John James

Personal information
- Full name: John Edward James
- Date of birth: 19 February 1934 (age 92)
- Place of birth: Birmingham, England
- Position: Inside forward

Youth career
- 1949–19??: Brighton & Hove Albion
- 19??–1950: Paget Rangers
- 1950–1951: Birmingham City

Senior career*
- Years: Team / Apps / (Gls)
- 1951–1955: Birmingham City / 5 / (2)
- 1955–1961: Torquay United / 125 / (11)
- –: Minehead

= John James (footballer, born 1934) =

English footballer

John Edward James (born 19 February 1934) is an English former professional footballer who made 130 appearances in the Football League playing for Birmingham City and Torquay United. He played as an inside forward.

James was born in Harborne, Birmingham.
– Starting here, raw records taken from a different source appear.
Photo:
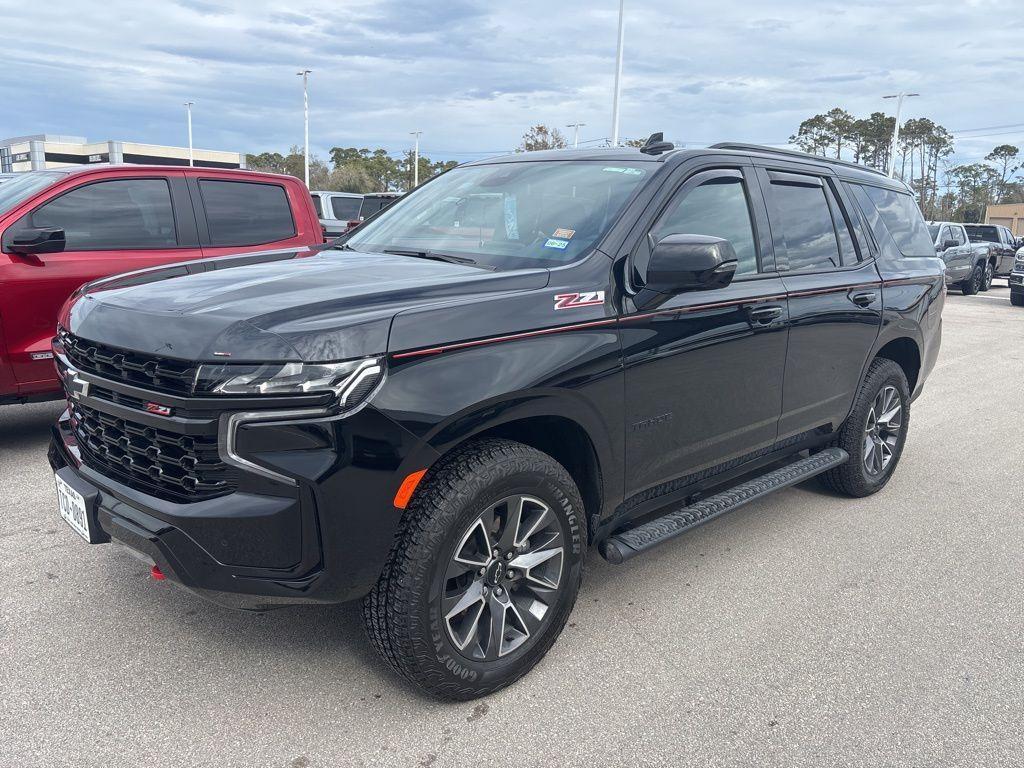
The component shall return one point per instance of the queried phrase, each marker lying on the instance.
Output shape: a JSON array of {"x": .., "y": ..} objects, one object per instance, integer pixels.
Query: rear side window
[
  {"x": 115, "y": 215},
  {"x": 901, "y": 216},
  {"x": 345, "y": 209},
  {"x": 807, "y": 225},
  {"x": 245, "y": 213}
]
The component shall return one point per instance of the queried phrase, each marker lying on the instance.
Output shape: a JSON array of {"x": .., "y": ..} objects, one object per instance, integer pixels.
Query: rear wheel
[
  {"x": 484, "y": 572},
  {"x": 973, "y": 284},
  {"x": 875, "y": 432},
  {"x": 986, "y": 276}
]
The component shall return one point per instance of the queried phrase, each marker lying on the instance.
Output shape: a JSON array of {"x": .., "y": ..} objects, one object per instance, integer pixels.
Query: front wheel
[
  {"x": 875, "y": 432},
  {"x": 986, "y": 276},
  {"x": 483, "y": 573}
]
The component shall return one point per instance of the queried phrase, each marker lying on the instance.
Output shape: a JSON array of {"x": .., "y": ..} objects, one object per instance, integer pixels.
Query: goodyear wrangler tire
[
  {"x": 875, "y": 432},
  {"x": 483, "y": 572}
]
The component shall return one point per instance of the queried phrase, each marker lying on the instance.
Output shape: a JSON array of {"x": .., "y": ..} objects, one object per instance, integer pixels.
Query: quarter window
[
  {"x": 717, "y": 208},
  {"x": 244, "y": 213},
  {"x": 116, "y": 215},
  {"x": 806, "y": 225}
]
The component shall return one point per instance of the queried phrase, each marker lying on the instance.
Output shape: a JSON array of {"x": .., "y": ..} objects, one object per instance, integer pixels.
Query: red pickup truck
[{"x": 62, "y": 227}]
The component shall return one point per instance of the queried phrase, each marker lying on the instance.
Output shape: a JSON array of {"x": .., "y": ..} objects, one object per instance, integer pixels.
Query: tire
[
  {"x": 986, "y": 276},
  {"x": 973, "y": 284},
  {"x": 862, "y": 476},
  {"x": 411, "y": 614}
]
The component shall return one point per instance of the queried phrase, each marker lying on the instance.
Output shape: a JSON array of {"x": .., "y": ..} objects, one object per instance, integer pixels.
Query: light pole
[
  {"x": 899, "y": 108},
  {"x": 416, "y": 159},
  {"x": 188, "y": 105},
  {"x": 305, "y": 115},
  {"x": 576, "y": 132},
  {"x": 619, "y": 73}
]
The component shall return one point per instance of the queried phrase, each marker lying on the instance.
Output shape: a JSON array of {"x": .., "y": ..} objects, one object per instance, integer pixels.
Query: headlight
[{"x": 350, "y": 381}]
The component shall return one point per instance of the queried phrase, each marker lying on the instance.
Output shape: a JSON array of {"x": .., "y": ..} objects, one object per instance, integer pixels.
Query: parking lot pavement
[{"x": 801, "y": 630}]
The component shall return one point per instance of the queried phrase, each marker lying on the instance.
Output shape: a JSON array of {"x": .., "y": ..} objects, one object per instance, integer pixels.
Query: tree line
[
  {"x": 350, "y": 169},
  {"x": 944, "y": 189}
]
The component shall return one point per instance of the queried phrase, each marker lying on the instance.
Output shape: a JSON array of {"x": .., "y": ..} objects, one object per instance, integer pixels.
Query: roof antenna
[{"x": 655, "y": 144}]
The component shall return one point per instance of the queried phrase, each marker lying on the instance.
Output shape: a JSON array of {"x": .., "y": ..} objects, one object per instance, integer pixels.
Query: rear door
[
  {"x": 113, "y": 224},
  {"x": 835, "y": 295},
  {"x": 239, "y": 215}
]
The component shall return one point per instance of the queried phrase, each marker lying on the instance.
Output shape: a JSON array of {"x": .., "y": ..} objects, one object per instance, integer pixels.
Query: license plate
[{"x": 73, "y": 509}]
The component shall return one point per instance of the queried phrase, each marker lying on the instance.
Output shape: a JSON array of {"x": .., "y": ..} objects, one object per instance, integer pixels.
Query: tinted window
[
  {"x": 806, "y": 225},
  {"x": 717, "y": 208},
  {"x": 244, "y": 213},
  {"x": 345, "y": 208},
  {"x": 121, "y": 214},
  {"x": 902, "y": 218}
]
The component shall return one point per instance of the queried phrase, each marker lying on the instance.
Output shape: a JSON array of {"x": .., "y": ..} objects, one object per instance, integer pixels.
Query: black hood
[{"x": 328, "y": 306}]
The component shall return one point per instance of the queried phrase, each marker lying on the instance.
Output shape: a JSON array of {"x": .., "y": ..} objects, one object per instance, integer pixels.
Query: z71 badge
[{"x": 572, "y": 300}]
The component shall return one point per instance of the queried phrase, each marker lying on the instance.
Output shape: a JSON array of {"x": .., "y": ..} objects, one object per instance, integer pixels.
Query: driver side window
[{"x": 717, "y": 208}]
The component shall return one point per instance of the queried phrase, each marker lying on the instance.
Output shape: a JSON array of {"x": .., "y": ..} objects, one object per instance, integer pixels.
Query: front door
[{"x": 704, "y": 371}]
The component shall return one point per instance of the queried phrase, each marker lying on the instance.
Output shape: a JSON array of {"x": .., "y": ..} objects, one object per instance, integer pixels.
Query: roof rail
[{"x": 793, "y": 154}]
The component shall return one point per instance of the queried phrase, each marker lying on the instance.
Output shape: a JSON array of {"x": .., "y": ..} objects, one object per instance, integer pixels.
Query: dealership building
[{"x": 46, "y": 151}]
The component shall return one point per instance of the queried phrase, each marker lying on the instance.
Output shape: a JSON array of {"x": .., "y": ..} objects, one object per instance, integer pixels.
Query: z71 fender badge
[{"x": 573, "y": 300}]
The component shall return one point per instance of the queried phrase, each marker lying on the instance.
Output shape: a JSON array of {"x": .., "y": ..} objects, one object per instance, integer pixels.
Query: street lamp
[
  {"x": 416, "y": 159},
  {"x": 899, "y": 108},
  {"x": 619, "y": 73},
  {"x": 576, "y": 133},
  {"x": 188, "y": 105},
  {"x": 304, "y": 74}
]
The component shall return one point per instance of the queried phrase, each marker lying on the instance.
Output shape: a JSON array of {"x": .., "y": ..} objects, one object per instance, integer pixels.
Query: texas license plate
[{"x": 73, "y": 509}]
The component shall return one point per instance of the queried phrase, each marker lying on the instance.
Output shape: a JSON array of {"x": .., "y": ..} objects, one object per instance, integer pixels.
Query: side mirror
[
  {"x": 38, "y": 240},
  {"x": 686, "y": 262}
]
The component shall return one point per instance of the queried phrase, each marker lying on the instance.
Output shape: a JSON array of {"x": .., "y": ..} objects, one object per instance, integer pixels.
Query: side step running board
[{"x": 628, "y": 544}]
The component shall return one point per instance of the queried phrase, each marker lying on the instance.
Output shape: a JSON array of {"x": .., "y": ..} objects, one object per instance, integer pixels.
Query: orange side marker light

As a youngster he was on the books of Brighton & Hove Albion, but he was working in a brass foundry when Birmingham City signed him in as a junior in June 1950. He turned professional the following year, and made his first-team debut on 4 March 1953, replacing the injured Peter Murphy in a sixth-round FA Cup replay against Tottenham Hotspur which finished as a 2–2 draw. He played in the next three league games, scoring twice in the last of these to secure a 3–1 win against Barnsley, but managed only two first-team games in the next season and one the season after, and moved on to Torquay United at the end of the 1954–55 season. James spent six seasons with Torquay, and scored 11 goals from 125 league appearances.